While folklore has it that humans and their pets tend to look alike, scientists have been finding deeper and even somewhat unsettling resemblances. Of particular concern are epidemiological and other data suggesting that humans and companion animals readily exchange and share a population of MRSA bacteria. While MRSA infection in cats and dogs is rare, and while humans generally have little risk of getting ill from their pets, companion animals may still act as a reservoir for human MRSA infection and vice versa.
This finding, recently confirmed by high-resolution genomic testing, lends support to the “one health” view of infectious diseases—the notion that the health of both human and animal populations are intrinsically linked. Here the link is a shared pathogen pool. Curiously, scientists plumbing the pool’s depths have found evidence that antibiotic usage in animal medicine is shaping the population of a major human pathogen.

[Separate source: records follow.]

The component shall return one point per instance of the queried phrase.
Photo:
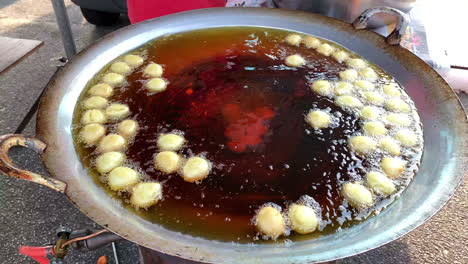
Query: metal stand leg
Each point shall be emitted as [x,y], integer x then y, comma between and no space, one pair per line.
[64,26]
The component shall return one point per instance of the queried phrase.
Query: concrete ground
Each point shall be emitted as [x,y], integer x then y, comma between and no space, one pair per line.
[29,213]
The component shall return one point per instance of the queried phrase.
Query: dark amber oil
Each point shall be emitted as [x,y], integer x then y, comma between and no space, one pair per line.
[239,106]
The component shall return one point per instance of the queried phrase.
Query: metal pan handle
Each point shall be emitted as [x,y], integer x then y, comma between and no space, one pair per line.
[8,168]
[402,22]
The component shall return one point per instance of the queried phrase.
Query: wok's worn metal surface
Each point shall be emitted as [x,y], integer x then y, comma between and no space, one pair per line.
[442,167]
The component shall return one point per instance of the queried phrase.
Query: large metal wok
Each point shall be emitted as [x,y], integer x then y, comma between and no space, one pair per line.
[442,168]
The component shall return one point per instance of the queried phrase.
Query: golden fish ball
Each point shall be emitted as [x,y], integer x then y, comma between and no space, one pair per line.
[167,161]
[303,218]
[122,178]
[146,194]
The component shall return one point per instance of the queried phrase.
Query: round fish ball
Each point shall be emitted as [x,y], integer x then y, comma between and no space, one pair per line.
[293,39]
[375,128]
[294,60]
[121,68]
[270,222]
[379,183]
[196,169]
[390,145]
[370,112]
[117,111]
[340,56]
[101,89]
[95,102]
[111,142]
[113,78]
[348,101]
[398,119]
[325,49]
[362,144]
[170,141]
[391,90]
[133,60]
[407,137]
[153,70]
[146,194]
[127,128]
[167,161]
[303,218]
[311,42]
[122,178]
[348,75]
[91,133]
[397,105]
[357,195]
[356,63]
[393,167]
[108,161]
[156,85]
[318,119]
[93,116]
[322,87]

Led by Mark Holmes, Ph.D., Vet.MB., senior lecturer in preventive veterinary medicine at the University of Cambridge, a team of scientists sequenced the genomes of 46 MRSA samples from cats and dogs, collected from two large veterinary hospitals and several smaller veterinary practices throughout the United Kingdom. These genomes were then compared to an extensive population framework of human isolates from the same lineage.
This work, described May 13 in mBio, in an article entitled “A Shared Population of Epidemic Methicillin-Resistant Staphylococcus aureus 15 Circulates in Humans and Companion Animals,” progressed to phylogenomic analyses. According to the authors, the analyses "showed that all companion animal isolates were interspersed throughout the epidemic MRSA-15 (EMRSA-15) pandemic clade and clustered with human isolates from the United Kingdom, with human isolates basal to those from companion animals, suggesting a human source for isolates infecting companion animals."
Researchers also observed that samples from the same veterinary hospitals clustered together genetically, suggesting that as in human hospitals, MRSA can be readily transmitted in veterinary hospital settings.
“It’s a reminder that constant vigilance and high levels of hygiene are just as important when treating cats and dogs as with humans," Dr. Holmes said.
Analysis of the genomes showed very little genetic discrimination between bacteria samples from humans and animals, indicating that the MRSA from cats and dogs had not undergone extensive adaptation to the companion animals, suggesting this type of MRSA has a broad host range. But the animal MRSA were significantly less likely than those from humans to have resistance to the antibiotic erythromycin, used rarely in English veterinary practices. Instead, these MRSA from animals were more likely to contain mutations making them resistant to the antibiotic clindamycin, used widely in veterinary medicine in the United Kingdom.
In a release that cited the publication of the mBio article, the researchers downplayed the risks of humans and pets infecting each other. Indeed, in their article, the researchers made a larger point of how MRSA processes—the development of drug resistance and the spread of infection—in human and animal populations appear to parallel each other. After highlighting the transmissibility of a hospital-acquired MRSA clone in a veterinary hospital setting, the researchers ventured that that “MRSA prevention practices used in human medicine, such as search and destroy or blanket decolonization, may also be appropriate in veterinary practice.”
Nonetheless, the researchers clearly demonstrated that cross-species transmission of MRSA is a serious concern. As they concluded in their article, “Further studies using whole-genome sequencing to investigate temporally paired human and companion isolates from veterinary hospitals and the human community are warranted to further understand the exact transmission dynamics between humans and companion animals.”